Often it takes the long view to see a pattern that has developed in your life. One of the instances I've recently discovered is the ebb and flow of trees in our life. When we bought our first home in Modesto, CA back in 1986, the house was part of a new development. It had a zero property line and a single newly planted tree in the middle of the front yard. Our first encounter with city employed tree trimmers a few years later was not nice.
They appeared on our cul-de-sac one morning and proceeded to seriously trim all the trees. Since our tree had been a slow starter and was finally in a place where it could cast some shade, I asked the men if they wouldn't cut the tree back too hard. This seemed like a reasonable request but maybe not. That evening when I returned from work, our tree had been butchered so that only one leafy branch remained. Considering the more pleasing appearance of the other trees around us, I concluded that it was deliberately done.
Fast forward to 1998 - another house, another town, and other trees. Our house came with three patio size Crepe Myrtles in the front yard. One was in sad shape, so I coaxed it along but come spring, she was clearly gone. Out came the tree but then, by the end of summer, one surviving root had reached up to gain the sunlight. Nineteen years later, we still had the two surviving patio Crepe Myrtles AND one bushy little myrtle cheerfully growing beside them, year after year.
Mimosa trees are abundant in our old neighborhood and birds kindly scatter their seed everywhere. One volunteered right in the middle of our front sidewalk in an open area that originally held a yard lamp. Pretty as it was, the danger of concrete damage hovered at about 100%. The bigger that tree would get, the more the damage to our sidewalk would increase. So, out it went.
Later I planted a curly willow in the backyard. Considering the smallness of the backyard, planting the willow there wasn't a smart choice. Add to that a decorative cobblestone patio and it would be just a matter of time before the roots uplifted the brick, ruining the design. Taking that tree down was really painful. It was gorgeous. What I didn't think about at the time were the nesting birds. I certainly did for the next many days as mourning doves lived up to their name from the back fence and the eaves of our house.
All of our tree encounters, up to this point, were spaced very widely apart. However, now we are in the Bootheel and things have changed up considerably. First of all, we knew, based on photos, that the house we bought, had trees. What we didn't know is that the lot was like a private park. Oh. The. TREES. In our first six months here, we have cut back the trees invading our roof, trimmed back all of the foliage surrounding the house, have had one dead tree removed, and have had a really big branch from a neighbor's tree fall and take out about 20 feet of fencing. Our favorite local tree service rescued us from the mess. And the fencing company that originally put it in 20 years earlier came back and fixed it. We were living in interesting times.

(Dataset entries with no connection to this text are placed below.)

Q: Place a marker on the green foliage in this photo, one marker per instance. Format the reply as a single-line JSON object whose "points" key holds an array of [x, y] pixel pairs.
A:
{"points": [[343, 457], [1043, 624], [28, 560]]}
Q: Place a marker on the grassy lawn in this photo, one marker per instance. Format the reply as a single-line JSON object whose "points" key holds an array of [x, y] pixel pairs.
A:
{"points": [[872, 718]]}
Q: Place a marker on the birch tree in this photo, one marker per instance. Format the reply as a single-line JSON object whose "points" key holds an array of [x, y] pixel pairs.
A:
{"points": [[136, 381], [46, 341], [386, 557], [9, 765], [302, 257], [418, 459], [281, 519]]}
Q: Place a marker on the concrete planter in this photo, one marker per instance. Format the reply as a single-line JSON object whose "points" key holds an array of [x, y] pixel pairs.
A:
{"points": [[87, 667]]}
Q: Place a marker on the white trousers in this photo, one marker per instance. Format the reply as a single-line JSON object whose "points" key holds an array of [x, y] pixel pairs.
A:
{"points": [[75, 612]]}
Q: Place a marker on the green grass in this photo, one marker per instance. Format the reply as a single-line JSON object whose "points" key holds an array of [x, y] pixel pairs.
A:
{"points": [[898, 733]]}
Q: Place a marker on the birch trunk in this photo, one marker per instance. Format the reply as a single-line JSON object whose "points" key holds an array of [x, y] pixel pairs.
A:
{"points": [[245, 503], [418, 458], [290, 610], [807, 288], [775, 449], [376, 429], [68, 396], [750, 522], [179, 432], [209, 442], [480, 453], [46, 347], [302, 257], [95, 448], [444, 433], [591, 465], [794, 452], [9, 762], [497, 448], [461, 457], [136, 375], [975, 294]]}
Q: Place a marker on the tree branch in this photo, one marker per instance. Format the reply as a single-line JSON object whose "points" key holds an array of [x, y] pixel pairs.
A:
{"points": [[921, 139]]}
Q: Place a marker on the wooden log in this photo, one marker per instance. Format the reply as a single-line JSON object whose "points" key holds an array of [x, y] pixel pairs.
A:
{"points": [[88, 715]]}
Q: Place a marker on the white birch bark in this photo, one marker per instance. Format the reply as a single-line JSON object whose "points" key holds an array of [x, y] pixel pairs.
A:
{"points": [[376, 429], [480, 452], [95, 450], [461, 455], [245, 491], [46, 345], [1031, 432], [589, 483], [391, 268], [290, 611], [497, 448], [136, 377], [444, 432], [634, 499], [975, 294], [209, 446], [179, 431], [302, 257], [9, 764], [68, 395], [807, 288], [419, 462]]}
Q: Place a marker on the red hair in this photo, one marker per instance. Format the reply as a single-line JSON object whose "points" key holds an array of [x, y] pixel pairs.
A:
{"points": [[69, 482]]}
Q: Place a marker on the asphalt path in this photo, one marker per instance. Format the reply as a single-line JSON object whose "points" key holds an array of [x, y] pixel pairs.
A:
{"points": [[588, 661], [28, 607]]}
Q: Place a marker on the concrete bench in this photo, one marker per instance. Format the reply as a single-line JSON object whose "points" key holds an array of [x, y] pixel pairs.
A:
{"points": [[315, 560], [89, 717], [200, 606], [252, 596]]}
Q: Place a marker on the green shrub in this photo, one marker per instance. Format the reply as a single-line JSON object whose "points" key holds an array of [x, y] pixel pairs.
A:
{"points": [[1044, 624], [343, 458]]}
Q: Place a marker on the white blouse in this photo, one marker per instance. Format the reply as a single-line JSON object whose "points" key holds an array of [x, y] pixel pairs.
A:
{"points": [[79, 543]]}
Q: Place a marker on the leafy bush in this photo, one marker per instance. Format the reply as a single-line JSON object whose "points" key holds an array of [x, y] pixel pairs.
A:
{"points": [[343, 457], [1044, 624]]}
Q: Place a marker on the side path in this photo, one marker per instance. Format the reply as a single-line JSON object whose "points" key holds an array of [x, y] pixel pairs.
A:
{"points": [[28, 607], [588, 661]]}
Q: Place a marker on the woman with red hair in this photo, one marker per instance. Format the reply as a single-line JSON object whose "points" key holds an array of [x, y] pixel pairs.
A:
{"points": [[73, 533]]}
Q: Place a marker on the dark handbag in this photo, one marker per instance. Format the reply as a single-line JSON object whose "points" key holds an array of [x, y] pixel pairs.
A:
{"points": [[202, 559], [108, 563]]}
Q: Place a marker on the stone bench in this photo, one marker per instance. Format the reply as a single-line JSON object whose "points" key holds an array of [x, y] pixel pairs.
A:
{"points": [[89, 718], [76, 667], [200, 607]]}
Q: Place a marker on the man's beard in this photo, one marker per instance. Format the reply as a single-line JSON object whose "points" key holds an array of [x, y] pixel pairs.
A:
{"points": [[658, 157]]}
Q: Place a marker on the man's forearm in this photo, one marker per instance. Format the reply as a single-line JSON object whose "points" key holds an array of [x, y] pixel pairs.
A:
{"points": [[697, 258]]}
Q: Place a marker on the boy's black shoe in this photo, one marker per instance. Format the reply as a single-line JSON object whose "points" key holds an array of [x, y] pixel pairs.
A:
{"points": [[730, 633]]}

But, wait. It's not over yet. Mid- November, one of the backyard trees uprooted. Tall and skinny, it turned out to be a volunteer from a root that found its way to the surface. Perfectly placed, it found enough sunlight to grow into the lower branches of the tree next to it. However - the root system was fairly shallow and this was the year it decided to uproot. But it didn't fall. It leaned over into the other trees, held there securely, waiting for the next big wind to bring it down. Gone would be another fence and perhaps even another tree. Tree service to the rescue again and at the same time, they also trimmed the rest of the trees making them safe for the next many years. The backyard is now looking pretty barren but, hey, it's almost winter.
I have to tell you, I never, ever knew that trees could be so demanding. I love trees. The birds and critters we love, love trees. The very AIR we breathe loves trees. But, wow, they sure are high maintenance.